Corentin est tout seul face à ses apprentissages et, pour un ado, le fait de travailler seul, c'est vraiment compliqué. Il organise ses horaires pour venir aux cours qui sont les moins évidents à réaliser à distance en étant tout seul à la maison. Les jours où il vient, il passe des évaluations, car les enseignants ont besoin de connaitre son niveau. Mais il manque alors encore des cours. Les enseignants attendent qu'il leur envoie des questions, qu'il soit acteur de ses apprentissages. Il faut que les choses viennent de lui. C'est difficile à entendre; alors qu'il se bat contre une fatigue extrême et se sent complètement abandonné dans ses études. Les enseignants refusent de poster les notes de cours sur la plateforme numérique de l'école. S'il est en échec, ils lui proposent de venir en remédiation, mais il manquera alors une demi-journée de cours en plus. La maman de Corentin aurait souhaité plus d'initiative et de suivi de l'école, au moins de la part d'un enseignant désigné pour cet accompagnement. Tout doit venir de mon enfant de 15 ans qui est malade et qui ne sait venir que moins d'un mi-temps à l'école. Jamais l'école n'a pris de ses nouvelles. Ils agissent avec lui comme avec un élève qui est absent trois jours pour un gros rhume. Quand il revient, il doit se mettre en ordre. Il n'y a pas d'alternatives : la classe continue, la matière continue. La maman a pris contact avec une association française de parents d'enfants malades. Ceux-ci peuvent faire un panaché d'enseignement à distance et d'enseignement présentiel. Alors qu’ici en FWB, l'enseignement est prévu pour du présentiel. Il faudrait réfléchir à un système mixte permettant pendant quelques semaines ou mois de faire de l'autoapprentissage, nous explique la maman de Corentin.[19]

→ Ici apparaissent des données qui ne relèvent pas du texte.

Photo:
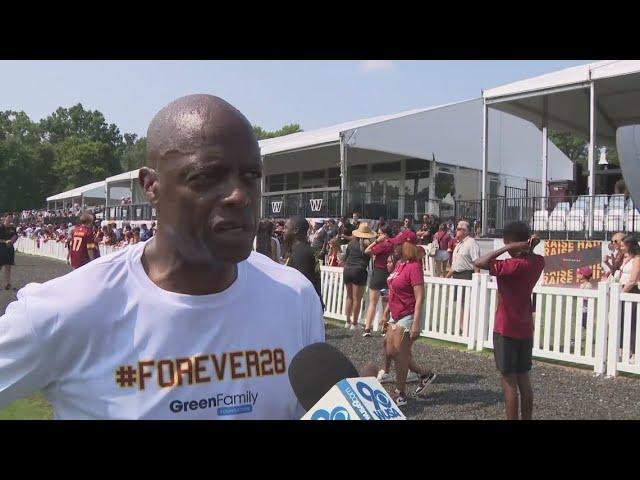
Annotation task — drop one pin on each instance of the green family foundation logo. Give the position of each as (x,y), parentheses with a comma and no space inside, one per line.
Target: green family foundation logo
(225,404)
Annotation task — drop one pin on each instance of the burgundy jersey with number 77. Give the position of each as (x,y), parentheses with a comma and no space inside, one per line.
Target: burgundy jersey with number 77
(79,245)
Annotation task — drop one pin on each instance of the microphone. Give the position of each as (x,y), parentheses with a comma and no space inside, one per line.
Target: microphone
(328,386)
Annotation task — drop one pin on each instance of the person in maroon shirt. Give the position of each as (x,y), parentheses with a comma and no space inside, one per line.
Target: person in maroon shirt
(450,248)
(81,245)
(406,298)
(513,327)
(381,248)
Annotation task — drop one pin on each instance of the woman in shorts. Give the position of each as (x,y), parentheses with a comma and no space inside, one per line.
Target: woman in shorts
(406,298)
(381,248)
(356,262)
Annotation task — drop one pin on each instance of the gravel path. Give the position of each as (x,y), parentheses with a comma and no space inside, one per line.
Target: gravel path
(467,386)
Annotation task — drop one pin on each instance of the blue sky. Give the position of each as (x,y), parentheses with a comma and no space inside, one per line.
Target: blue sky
(270,93)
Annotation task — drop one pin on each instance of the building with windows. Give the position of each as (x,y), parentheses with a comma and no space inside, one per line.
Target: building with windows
(406,164)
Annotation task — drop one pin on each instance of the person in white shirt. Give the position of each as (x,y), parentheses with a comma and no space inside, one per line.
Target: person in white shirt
(466,252)
(195,327)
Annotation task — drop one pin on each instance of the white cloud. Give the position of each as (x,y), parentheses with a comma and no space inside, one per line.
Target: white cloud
(367,66)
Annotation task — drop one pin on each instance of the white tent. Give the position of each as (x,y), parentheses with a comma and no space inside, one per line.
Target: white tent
(451,133)
(566,95)
(590,101)
(123,185)
(92,190)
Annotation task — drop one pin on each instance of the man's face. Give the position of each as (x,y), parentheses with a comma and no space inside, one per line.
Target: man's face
(208,198)
(462,230)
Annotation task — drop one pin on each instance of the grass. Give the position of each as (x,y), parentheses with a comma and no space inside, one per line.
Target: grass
(34,407)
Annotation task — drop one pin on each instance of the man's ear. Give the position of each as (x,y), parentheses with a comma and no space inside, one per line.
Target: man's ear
(148,180)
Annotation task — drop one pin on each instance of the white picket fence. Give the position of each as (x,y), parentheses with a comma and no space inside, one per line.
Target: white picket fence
(586,327)
(53,249)
(571,325)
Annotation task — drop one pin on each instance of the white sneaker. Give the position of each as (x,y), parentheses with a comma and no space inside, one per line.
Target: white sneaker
(384,377)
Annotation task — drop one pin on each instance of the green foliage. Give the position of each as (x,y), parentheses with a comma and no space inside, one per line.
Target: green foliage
(67,149)
(288,129)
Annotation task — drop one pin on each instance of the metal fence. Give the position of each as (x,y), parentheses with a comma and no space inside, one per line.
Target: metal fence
(559,217)
(595,328)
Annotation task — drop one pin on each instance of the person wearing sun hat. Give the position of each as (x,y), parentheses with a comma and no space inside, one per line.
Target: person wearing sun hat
(355,272)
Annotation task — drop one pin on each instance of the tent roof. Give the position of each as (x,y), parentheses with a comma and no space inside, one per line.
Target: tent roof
(133,174)
(567,76)
(617,89)
(76,192)
(331,134)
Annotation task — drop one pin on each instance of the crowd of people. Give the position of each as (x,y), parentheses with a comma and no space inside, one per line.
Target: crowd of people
(35,225)
(395,254)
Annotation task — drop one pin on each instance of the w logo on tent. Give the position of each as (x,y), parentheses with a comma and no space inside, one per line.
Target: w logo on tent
(316,204)
(276,207)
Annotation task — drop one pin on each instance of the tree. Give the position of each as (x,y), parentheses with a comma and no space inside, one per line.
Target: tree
(132,155)
(80,161)
(288,129)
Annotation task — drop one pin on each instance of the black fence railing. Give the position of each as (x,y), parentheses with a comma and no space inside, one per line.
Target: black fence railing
(134,212)
(558,217)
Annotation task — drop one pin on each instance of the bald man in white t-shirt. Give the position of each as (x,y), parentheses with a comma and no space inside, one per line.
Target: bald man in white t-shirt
(188,325)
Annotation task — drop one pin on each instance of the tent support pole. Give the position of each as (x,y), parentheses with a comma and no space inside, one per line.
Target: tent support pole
(592,156)
(485,165)
(545,154)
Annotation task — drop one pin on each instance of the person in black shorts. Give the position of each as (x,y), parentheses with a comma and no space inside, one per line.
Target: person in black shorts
(354,274)
(513,327)
(299,254)
(8,236)
(381,248)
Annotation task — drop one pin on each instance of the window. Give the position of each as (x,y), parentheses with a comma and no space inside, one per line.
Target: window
(292,181)
(334,177)
(418,165)
(275,183)
(386,167)
(445,183)
(313,175)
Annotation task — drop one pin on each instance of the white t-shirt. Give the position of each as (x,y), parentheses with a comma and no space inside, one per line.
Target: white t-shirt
(120,347)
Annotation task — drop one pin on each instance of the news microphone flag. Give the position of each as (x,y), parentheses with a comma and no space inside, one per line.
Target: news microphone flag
(361,398)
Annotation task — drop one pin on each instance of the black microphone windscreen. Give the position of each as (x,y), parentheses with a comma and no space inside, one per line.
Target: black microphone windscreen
(315,369)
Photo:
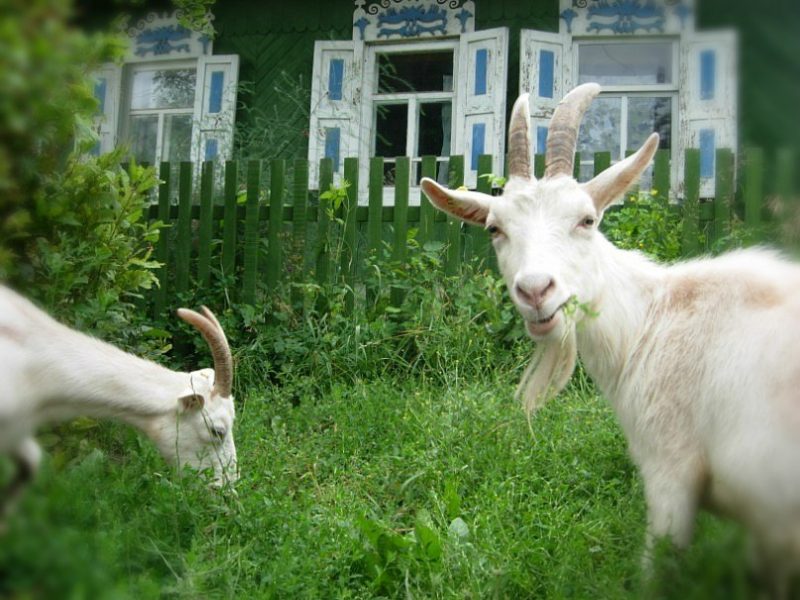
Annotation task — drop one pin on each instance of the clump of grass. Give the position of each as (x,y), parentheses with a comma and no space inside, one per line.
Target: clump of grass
(372,489)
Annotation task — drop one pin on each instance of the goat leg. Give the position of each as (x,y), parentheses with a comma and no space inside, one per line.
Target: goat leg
(26,459)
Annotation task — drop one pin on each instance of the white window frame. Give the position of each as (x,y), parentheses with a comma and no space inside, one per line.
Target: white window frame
(127,112)
(624,92)
(372,99)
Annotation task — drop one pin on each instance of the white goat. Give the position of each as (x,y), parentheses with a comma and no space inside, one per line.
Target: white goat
(699,360)
(51,373)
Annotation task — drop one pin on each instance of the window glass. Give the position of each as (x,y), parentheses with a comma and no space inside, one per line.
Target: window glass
(163,88)
(646,115)
(391,130)
(177,137)
(143,137)
(601,127)
(434,129)
(415,72)
(620,63)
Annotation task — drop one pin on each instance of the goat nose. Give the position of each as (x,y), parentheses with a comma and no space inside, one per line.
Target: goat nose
(533,289)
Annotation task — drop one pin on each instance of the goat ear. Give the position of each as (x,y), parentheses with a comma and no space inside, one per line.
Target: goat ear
(472,207)
(612,183)
(191,401)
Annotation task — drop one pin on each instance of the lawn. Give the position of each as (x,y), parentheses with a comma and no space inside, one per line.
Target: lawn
(391,488)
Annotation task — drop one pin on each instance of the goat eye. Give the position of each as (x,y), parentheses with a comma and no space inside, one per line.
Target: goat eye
(493,230)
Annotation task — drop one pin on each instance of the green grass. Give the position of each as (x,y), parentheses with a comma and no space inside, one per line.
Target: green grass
(384,488)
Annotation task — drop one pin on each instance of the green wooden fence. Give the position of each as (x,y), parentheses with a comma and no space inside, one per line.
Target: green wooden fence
(251,223)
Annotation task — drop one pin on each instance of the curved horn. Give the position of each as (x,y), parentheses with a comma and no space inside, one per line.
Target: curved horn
(562,137)
(212,332)
(519,145)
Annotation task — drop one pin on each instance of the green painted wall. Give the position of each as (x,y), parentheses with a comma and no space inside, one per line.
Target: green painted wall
(275,41)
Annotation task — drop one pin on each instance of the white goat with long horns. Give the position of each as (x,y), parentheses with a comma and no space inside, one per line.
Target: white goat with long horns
(700,360)
(52,373)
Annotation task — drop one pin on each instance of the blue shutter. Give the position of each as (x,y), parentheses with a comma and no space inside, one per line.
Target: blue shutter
(547,60)
(335,79)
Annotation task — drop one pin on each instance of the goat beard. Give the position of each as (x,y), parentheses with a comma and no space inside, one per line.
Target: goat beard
(550,368)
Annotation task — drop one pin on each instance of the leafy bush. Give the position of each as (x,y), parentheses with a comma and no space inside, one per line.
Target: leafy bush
(646,222)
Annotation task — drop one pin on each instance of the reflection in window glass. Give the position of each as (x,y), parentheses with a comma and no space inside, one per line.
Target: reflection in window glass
(646,115)
(619,63)
(434,129)
(415,72)
(601,127)
(143,137)
(163,88)
(177,137)
(391,132)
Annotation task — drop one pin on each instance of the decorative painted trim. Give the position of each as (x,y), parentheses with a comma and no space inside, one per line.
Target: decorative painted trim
(481,70)
(547,65)
(409,19)
(707,143)
(625,17)
(160,36)
(333,142)
(478,143)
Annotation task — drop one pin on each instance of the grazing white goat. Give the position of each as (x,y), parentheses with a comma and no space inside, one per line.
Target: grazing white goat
(51,373)
(700,360)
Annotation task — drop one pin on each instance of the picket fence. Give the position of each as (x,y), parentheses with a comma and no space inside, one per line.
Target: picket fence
(249,236)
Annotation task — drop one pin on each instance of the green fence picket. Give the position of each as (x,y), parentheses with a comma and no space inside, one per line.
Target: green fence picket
(205,227)
(299,226)
(162,253)
(323,247)
(400,242)
(276,192)
(453,229)
(426,210)
(349,248)
(250,258)
(723,194)
(230,221)
(691,203)
(661,173)
(183,250)
(753,188)
(481,242)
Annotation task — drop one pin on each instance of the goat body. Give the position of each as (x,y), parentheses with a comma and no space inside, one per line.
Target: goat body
(52,373)
(698,359)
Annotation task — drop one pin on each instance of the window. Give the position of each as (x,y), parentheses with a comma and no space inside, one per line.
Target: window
(657,74)
(413,107)
(172,100)
(639,94)
(414,83)
(160,112)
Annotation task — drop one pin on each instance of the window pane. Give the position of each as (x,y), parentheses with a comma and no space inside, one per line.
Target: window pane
(415,72)
(434,125)
(391,124)
(646,115)
(143,137)
(163,88)
(177,137)
(615,63)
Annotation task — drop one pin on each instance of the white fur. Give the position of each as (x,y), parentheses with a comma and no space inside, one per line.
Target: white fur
(52,373)
(700,360)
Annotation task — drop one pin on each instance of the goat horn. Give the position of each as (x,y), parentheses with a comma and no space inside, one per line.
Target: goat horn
(209,327)
(562,137)
(519,145)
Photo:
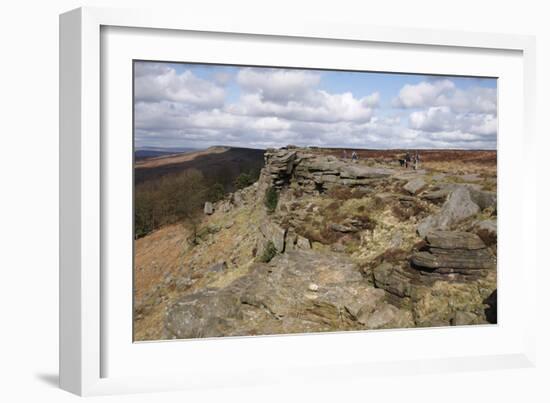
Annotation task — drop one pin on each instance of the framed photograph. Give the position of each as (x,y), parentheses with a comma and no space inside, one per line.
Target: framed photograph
(243,203)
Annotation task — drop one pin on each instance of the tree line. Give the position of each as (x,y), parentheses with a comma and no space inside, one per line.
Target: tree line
(180,197)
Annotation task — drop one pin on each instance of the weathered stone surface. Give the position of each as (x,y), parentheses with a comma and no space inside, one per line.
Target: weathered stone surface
(390,317)
(279,298)
(363,172)
(302,243)
(415,186)
(457,208)
(487,231)
(454,240)
(343,228)
(483,199)
(274,233)
(317,173)
(218,267)
(208,208)
(453,259)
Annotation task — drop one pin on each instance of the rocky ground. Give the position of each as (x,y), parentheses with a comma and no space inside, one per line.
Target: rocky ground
(350,245)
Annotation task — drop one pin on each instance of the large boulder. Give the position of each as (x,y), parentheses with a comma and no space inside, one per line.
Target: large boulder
(297,292)
(487,231)
(208,208)
(453,259)
(484,199)
(458,207)
(415,186)
(274,233)
(454,240)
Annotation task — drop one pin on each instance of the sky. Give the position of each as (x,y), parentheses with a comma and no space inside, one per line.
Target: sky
(198,106)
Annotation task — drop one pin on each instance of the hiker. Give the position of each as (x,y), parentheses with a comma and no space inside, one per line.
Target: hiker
(407,159)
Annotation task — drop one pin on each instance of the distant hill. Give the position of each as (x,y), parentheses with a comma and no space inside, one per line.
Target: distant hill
(153,152)
(219,164)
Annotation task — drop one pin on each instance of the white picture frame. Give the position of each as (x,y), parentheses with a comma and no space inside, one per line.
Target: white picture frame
(85,343)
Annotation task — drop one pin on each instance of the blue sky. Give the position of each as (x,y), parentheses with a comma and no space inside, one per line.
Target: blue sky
(196,105)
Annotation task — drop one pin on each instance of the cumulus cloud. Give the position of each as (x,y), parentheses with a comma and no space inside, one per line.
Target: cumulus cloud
(445,93)
(156,83)
(442,118)
(261,107)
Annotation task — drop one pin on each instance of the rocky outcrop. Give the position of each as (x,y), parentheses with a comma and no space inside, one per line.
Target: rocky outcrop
(279,298)
(415,186)
(453,255)
(487,231)
(273,233)
(208,208)
(317,172)
(458,207)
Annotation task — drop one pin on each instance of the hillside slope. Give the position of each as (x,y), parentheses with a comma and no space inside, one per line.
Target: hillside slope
(349,246)
(216,163)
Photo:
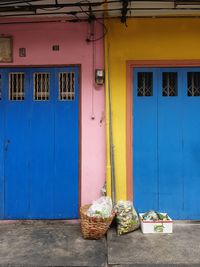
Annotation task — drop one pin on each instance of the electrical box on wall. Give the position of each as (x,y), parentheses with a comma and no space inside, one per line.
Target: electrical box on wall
(99,76)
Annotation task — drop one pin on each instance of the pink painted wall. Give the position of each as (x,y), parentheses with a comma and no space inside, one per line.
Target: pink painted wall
(38,39)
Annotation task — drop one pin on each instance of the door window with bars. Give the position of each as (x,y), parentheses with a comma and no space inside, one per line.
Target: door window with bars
(67,86)
(41,86)
(193,83)
(16,86)
(169,84)
(145,84)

Ces témoignages soulèvent beaucoup de questions. Un élève malade doit-il se mettre en ordre tout seul, l'école n'a-t-elle aucune obligation de suivi ? Le jeune serait-il mieux loti dans l'enseignement de type 5 ? Est-ce vraiment sa place à l'heure de l'école inclusive, des pôles territoriaux et de la suppression de l'intégration sans avoir fréquenté préalablement l'enseignement spécialisé ? N'est-il pas un élève à besoins spécifiques qui a droit à bénéficier d'aménagements raisonnables pour continuer à fréquenter l'enseignement ordinaire ? Comment se fait-il que les enseignants soient si peu sensibilisés à la particularité des maladies chroniques ? Un élève qui est capable un jour de venir à l'école et de suivre assidûment les cours et le lendemain qui est absent pour toutes les raisons médicales liées à sa maladie, est-ce nécessairement un élève qui abuse du système et qui ne vient à l'école que lorsqu'il en a envie ou quand il n'y a pas évaluation ?  

Obligation de suivi par les écoles ordinaires des élèves malades de longue durée : qu'en est-il ?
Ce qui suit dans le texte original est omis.